Taking News of Celebrity Deaths to Heart

Premier Health Now

The loss of two pop icons two days apart — actress Carrie Fisher and singer George Michael — has left a hole in many fans’ hearts. Especially at this time of year.

And the news that heart disease had a role in both stars’ deaths hits close to home: Heart disease can affect anyone. 

What else can we learn from this for our and our loved one’s health? We talked with Mukul Chandra, MD, of Miami Valley Cardiologists, for his thoughts.

“About a quarter of a million people die each year of a sudden cardiac event,” he says. Dr. Chandra doesn’t know the details of Carrie Fisher’s and George Michael’s cases. But sudden cardiac arrests typically involve what he describes to his patients as “pumping,” “plumbing” or “electrical” issues:

  • Pumping: A sudden failure of the heart muscle from heart enlargement due to a variety of causes, including high blood pressure and heart attacks.
  • Plumbing: Narrowing of the arteries or a blood clot in the coronary arteries that interrupts blood flow to the heart, causing a heart attack
  • Electrical: An irregular heart rhythm, called ventricular fibrillation, in the lower chambers of the heart 

And Dr. Chandra has good news for the holidays and any time of year: “Eighty percent of heart disease deaths are preventable if you control the risk factors, such as blood pressure, cholesterol, obesity and diabetes.”  Where to start? 

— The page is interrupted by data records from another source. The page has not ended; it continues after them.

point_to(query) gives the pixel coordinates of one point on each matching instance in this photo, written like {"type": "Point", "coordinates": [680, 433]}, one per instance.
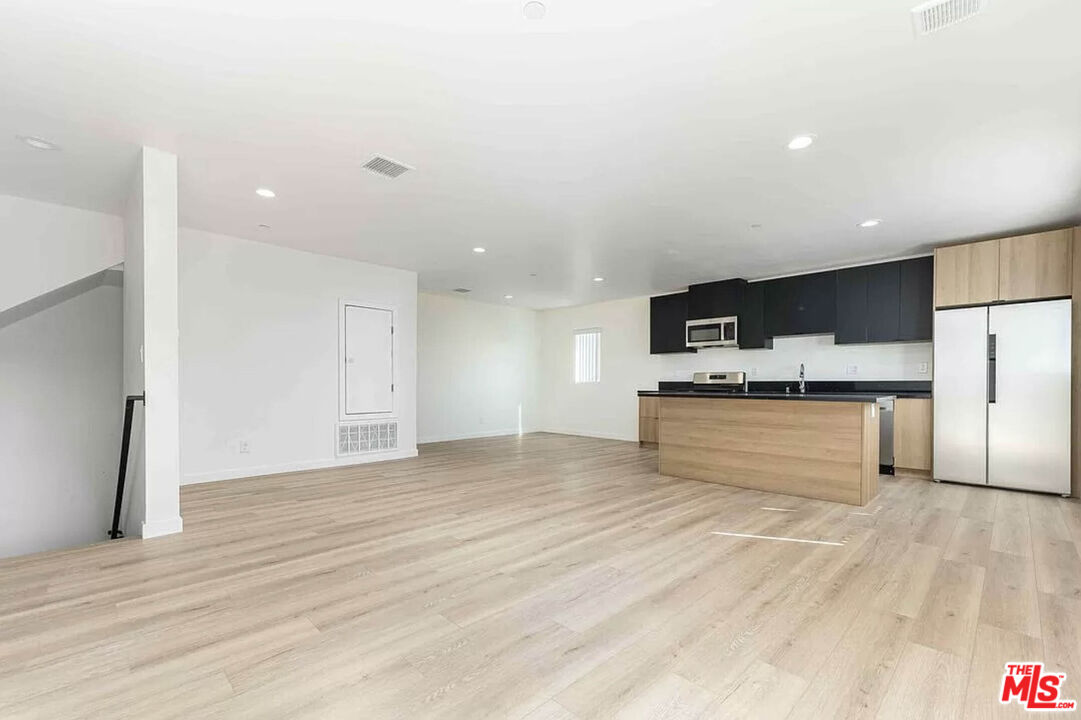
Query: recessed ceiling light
{"type": "Point", "coordinates": [534, 10]}
{"type": "Point", "coordinates": [800, 142]}
{"type": "Point", "coordinates": [38, 143]}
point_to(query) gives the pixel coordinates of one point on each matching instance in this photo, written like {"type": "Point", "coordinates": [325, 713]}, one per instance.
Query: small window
{"type": "Point", "coordinates": [587, 356]}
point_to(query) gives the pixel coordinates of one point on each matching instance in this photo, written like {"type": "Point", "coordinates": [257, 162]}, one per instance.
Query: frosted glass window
{"type": "Point", "coordinates": [587, 356]}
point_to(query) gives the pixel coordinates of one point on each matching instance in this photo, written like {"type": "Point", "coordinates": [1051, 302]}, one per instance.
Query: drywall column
{"type": "Point", "coordinates": [151, 346]}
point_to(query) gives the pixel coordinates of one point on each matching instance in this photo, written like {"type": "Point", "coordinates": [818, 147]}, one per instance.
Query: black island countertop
{"type": "Point", "coordinates": [823, 390]}
{"type": "Point", "coordinates": [766, 395]}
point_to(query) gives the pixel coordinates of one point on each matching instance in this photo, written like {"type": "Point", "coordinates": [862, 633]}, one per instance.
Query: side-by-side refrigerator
{"type": "Point", "coordinates": [1002, 396]}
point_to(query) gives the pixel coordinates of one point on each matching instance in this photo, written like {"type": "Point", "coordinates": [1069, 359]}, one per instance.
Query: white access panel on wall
{"type": "Point", "coordinates": [368, 370]}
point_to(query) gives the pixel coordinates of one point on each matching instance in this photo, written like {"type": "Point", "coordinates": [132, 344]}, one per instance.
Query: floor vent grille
{"type": "Point", "coordinates": [360, 438]}
{"type": "Point", "coordinates": [938, 14]}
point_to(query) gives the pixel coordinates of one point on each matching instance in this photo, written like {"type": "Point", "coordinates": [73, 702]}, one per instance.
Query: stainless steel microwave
{"type": "Point", "coordinates": [712, 332]}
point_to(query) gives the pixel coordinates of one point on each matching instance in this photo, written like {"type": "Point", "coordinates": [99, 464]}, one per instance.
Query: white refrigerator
{"type": "Point", "coordinates": [1002, 396]}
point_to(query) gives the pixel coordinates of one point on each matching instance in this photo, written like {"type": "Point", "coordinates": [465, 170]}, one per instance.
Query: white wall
{"type": "Point", "coordinates": [609, 409]}
{"type": "Point", "coordinates": [44, 247]}
{"type": "Point", "coordinates": [59, 417]}
{"type": "Point", "coordinates": [477, 369]}
{"type": "Point", "coordinates": [151, 347]}
{"type": "Point", "coordinates": [259, 355]}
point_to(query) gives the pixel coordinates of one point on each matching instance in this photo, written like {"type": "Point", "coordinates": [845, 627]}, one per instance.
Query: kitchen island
{"type": "Point", "coordinates": [818, 445]}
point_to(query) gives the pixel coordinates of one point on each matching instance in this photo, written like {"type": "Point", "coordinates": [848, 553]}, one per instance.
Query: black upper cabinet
{"type": "Point", "coordinates": [801, 305]}
{"type": "Point", "coordinates": [851, 306]}
{"type": "Point", "coordinates": [751, 328]}
{"type": "Point", "coordinates": [917, 293]}
{"type": "Point", "coordinates": [716, 300]}
{"type": "Point", "coordinates": [668, 324]}
{"type": "Point", "coordinates": [883, 303]}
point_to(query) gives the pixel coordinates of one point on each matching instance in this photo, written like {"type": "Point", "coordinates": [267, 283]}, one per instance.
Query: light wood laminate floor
{"type": "Point", "coordinates": [547, 577]}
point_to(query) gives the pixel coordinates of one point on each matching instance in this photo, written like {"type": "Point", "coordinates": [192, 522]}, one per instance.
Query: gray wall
{"type": "Point", "coordinates": [61, 412]}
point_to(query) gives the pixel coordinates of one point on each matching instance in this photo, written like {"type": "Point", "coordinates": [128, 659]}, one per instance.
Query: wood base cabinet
{"type": "Point", "coordinates": [648, 413]}
{"type": "Point", "coordinates": [912, 436]}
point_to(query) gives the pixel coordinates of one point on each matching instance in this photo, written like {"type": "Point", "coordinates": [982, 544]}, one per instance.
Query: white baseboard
{"type": "Point", "coordinates": [159, 528]}
{"type": "Point", "coordinates": [584, 434]}
{"type": "Point", "coordinates": [234, 474]}
{"type": "Point", "coordinates": [470, 436]}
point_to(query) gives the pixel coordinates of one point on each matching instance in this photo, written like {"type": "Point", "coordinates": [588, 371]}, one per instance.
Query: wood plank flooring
{"type": "Point", "coordinates": [547, 577]}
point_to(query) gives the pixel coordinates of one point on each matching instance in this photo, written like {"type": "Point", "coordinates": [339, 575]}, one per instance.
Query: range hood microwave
{"type": "Point", "coordinates": [712, 332]}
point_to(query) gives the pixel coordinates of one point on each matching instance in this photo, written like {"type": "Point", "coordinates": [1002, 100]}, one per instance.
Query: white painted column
{"type": "Point", "coordinates": [151, 346]}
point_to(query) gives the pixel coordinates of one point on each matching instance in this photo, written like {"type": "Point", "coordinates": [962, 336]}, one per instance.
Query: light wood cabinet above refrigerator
{"type": "Point", "coordinates": [1035, 266]}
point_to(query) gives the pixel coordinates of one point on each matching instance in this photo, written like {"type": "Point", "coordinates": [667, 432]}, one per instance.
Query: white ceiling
{"type": "Point", "coordinates": [637, 140]}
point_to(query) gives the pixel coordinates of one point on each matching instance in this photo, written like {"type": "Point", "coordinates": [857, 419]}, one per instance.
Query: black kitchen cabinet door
{"type": "Point", "coordinates": [716, 300]}
{"type": "Point", "coordinates": [851, 306]}
{"type": "Point", "coordinates": [883, 303]}
{"type": "Point", "coordinates": [751, 328]}
{"type": "Point", "coordinates": [668, 324]}
{"type": "Point", "coordinates": [801, 305]}
{"type": "Point", "coordinates": [917, 298]}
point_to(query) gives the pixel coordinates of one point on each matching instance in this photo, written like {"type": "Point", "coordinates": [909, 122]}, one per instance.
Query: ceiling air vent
{"type": "Point", "coordinates": [386, 167]}
{"type": "Point", "coordinates": [932, 16]}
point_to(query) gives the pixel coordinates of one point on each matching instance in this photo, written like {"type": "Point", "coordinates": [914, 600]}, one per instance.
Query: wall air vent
{"type": "Point", "coordinates": [386, 167]}
{"type": "Point", "coordinates": [360, 438]}
{"type": "Point", "coordinates": [932, 16]}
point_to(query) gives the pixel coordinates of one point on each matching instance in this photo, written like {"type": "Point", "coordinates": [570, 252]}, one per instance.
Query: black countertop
{"type": "Point", "coordinates": [765, 395]}
{"type": "Point", "coordinates": [876, 388]}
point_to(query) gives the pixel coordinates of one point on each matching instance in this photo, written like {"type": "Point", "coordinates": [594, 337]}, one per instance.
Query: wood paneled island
{"type": "Point", "coordinates": [821, 447]}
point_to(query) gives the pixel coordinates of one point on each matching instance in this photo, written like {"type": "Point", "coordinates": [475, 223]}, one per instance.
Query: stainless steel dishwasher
{"type": "Point", "coordinates": [885, 435]}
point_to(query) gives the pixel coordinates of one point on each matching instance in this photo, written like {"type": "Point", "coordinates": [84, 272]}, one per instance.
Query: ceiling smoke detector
{"type": "Point", "coordinates": [534, 10]}
{"type": "Point", "coordinates": [386, 167]}
{"type": "Point", "coordinates": [935, 15]}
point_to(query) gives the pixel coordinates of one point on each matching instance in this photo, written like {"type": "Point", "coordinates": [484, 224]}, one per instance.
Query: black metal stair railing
{"type": "Point", "coordinates": [124, 445]}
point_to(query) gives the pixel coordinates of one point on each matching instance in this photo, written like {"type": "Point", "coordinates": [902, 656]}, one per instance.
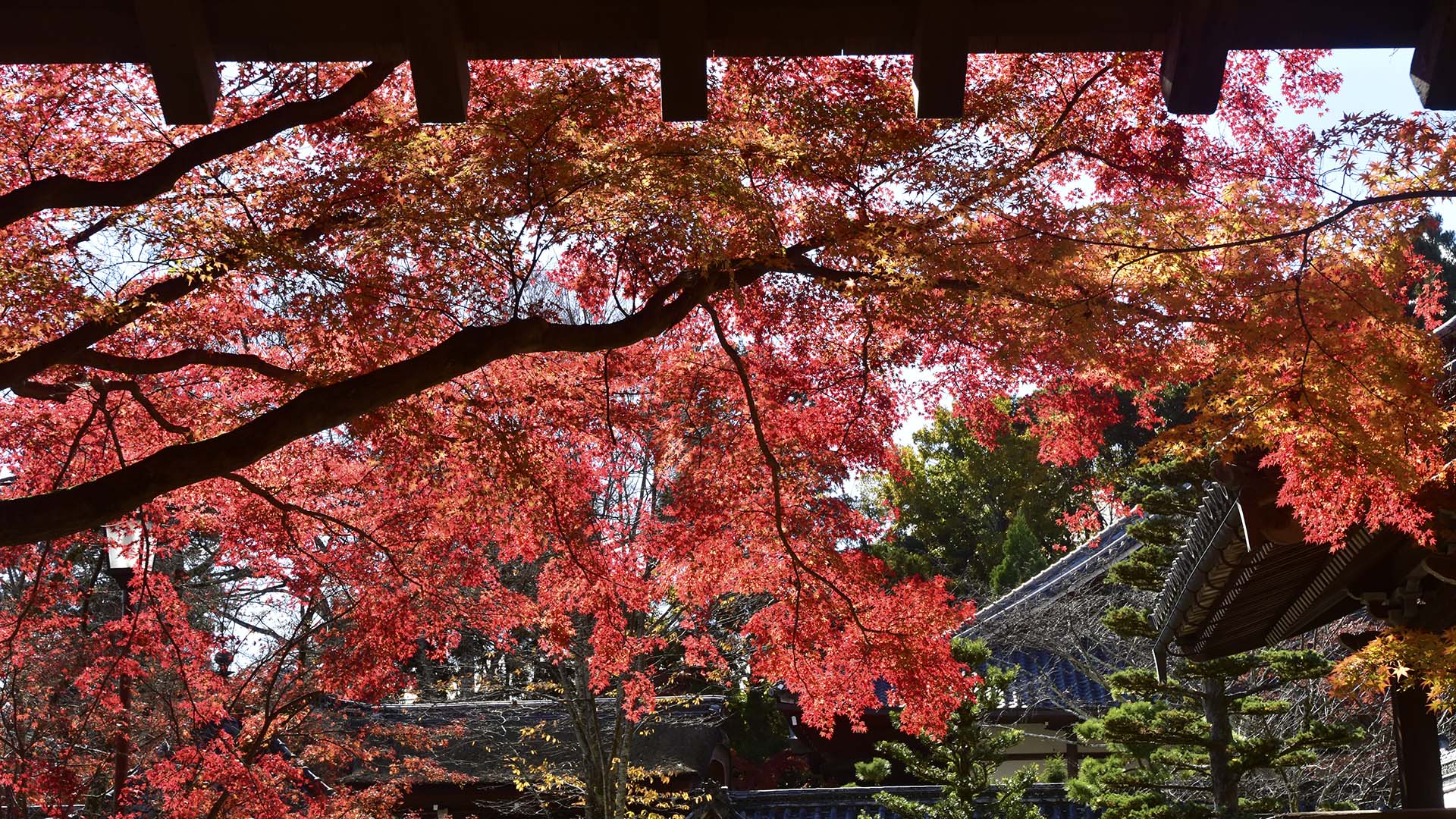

See your family doctor, he recommends, to monitor your health and help you find ways to protect your heart. For instance, he recommends a nutritious diet, weight control, exercise, stress management and controlling risk factors. People with a family history of early heart disease should be particularly careful.

Another take away, he says: “Everyone should know CPR.” That is, cardiopulmonary resuscitation. A medic on board the flight in which Carrie Fisher suffered a heart attack administered CPR before paramedics arrived to take her to the hospital. 

Another note about heart-related deaths: They’re about five percent more likely around Christmas and New Year’s, research studies show. Stress, lack of exercise and excess food and alcohol consumption contribute. And the risk is greater if you have high blood pressure.